Insbesondere Mag ist ein beliebtes Opfer ihrer Beleidigungen und Demütigungen, die Ruth nicht etwa im Privaten durchführt, sondern vor den Augen der Nachbarsjungen. Immer wieder wendet sie sich hilfesuchend an die Jungen, vor allem an David, der seinerseits ein bisschen verliebt in seine Nachbarin ist, und ihr aufmerksam zuhört, wenn sie ihr Leid klagt, aber nicht verhindern kann, dass sich die Lage immer mehr zuspitzt. Nach einer besonders demütigenden Tat beschließt Meg, sich an die Polizei zu wenden, die auch prompt bei Ruth aufschlägt und Nachforschungen anstellt. Zwar gelingt es ihr, die Beamten zu überzeugen, dass alles mit rechten Dingen in ihrem Haus zugeht, doch eine solche Tat kann sie ihrer Nichte unter keinen Umständen verzeihen. Im Waschkeller des Hauses beginnt ein Martyrium für die 14-jährige.

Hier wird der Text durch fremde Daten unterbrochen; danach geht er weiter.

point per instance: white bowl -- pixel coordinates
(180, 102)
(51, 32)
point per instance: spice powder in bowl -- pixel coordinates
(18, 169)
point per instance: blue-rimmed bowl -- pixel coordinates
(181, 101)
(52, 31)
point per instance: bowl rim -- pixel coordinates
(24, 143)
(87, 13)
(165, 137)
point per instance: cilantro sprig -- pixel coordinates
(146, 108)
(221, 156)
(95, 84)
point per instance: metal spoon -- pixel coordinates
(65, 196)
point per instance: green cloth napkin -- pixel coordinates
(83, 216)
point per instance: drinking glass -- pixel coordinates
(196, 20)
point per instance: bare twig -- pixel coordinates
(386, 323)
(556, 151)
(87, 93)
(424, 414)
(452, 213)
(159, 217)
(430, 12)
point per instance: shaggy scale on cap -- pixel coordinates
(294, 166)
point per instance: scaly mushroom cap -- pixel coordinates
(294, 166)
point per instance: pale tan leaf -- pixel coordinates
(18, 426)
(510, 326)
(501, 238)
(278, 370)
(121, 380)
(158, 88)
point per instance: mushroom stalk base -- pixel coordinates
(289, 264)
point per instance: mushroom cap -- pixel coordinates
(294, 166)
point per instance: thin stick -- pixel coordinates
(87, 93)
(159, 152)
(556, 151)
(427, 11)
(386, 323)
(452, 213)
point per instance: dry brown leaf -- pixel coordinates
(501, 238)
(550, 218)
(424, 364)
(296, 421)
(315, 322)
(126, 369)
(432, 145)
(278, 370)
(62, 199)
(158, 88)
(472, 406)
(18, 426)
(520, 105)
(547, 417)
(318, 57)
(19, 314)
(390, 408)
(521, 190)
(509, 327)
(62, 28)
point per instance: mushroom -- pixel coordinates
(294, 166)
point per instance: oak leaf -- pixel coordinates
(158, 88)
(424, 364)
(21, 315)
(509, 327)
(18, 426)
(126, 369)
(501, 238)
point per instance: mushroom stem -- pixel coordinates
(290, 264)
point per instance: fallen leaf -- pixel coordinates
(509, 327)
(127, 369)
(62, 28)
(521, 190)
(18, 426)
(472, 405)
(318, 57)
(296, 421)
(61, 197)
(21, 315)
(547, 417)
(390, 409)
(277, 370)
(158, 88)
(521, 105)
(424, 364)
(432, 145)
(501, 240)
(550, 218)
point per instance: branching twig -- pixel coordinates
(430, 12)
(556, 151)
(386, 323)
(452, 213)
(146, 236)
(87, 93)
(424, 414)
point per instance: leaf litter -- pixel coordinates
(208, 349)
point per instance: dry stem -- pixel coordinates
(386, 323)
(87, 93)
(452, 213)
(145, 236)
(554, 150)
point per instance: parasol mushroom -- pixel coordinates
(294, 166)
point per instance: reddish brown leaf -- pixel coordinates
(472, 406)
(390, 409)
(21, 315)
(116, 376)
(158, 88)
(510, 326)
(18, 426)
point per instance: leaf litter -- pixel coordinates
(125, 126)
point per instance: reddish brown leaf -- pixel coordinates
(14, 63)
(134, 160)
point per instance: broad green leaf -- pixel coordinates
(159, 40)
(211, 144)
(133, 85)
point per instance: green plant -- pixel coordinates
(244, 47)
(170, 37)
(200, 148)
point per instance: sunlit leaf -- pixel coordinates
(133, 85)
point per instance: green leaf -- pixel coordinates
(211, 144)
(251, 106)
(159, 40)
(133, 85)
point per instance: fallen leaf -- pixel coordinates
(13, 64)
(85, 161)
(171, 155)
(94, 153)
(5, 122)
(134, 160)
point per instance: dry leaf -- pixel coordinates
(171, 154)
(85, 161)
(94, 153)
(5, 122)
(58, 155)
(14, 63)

Ein amerikanisches Verbrechen
Der Fall von Sylvia Likens und ihr Martyrium diente US-Autor Jack Ketchum (The Woman) als Inspiration für The Girl Next Door, der Romanvorlage zu Evil. Die Geschichte, die als Roman wie auch als Film immer wieder dem Horrorgenre zugeordnet wird, ist dabei mehr ein Drama, in dem vor allem die Perspektive beim Leser wie auch dem Zuschauer großes Unbehagen auslöst, wird man doch, ebenso wie die Nachbarsjungen, zum Zeuge der unbeschreiblichen Dinge, die ein Mensch durchstehen muss. Regisseur Gregory M. Wilson blieb der Herangehensweise des Romans treu und schuf damit einen Film, bei dem es weniger um die Taten an sich geht, sondern vielmehr um die Frage, was in uns ist, das uns so handeln lässt oder welche Faszination diese für uns haben.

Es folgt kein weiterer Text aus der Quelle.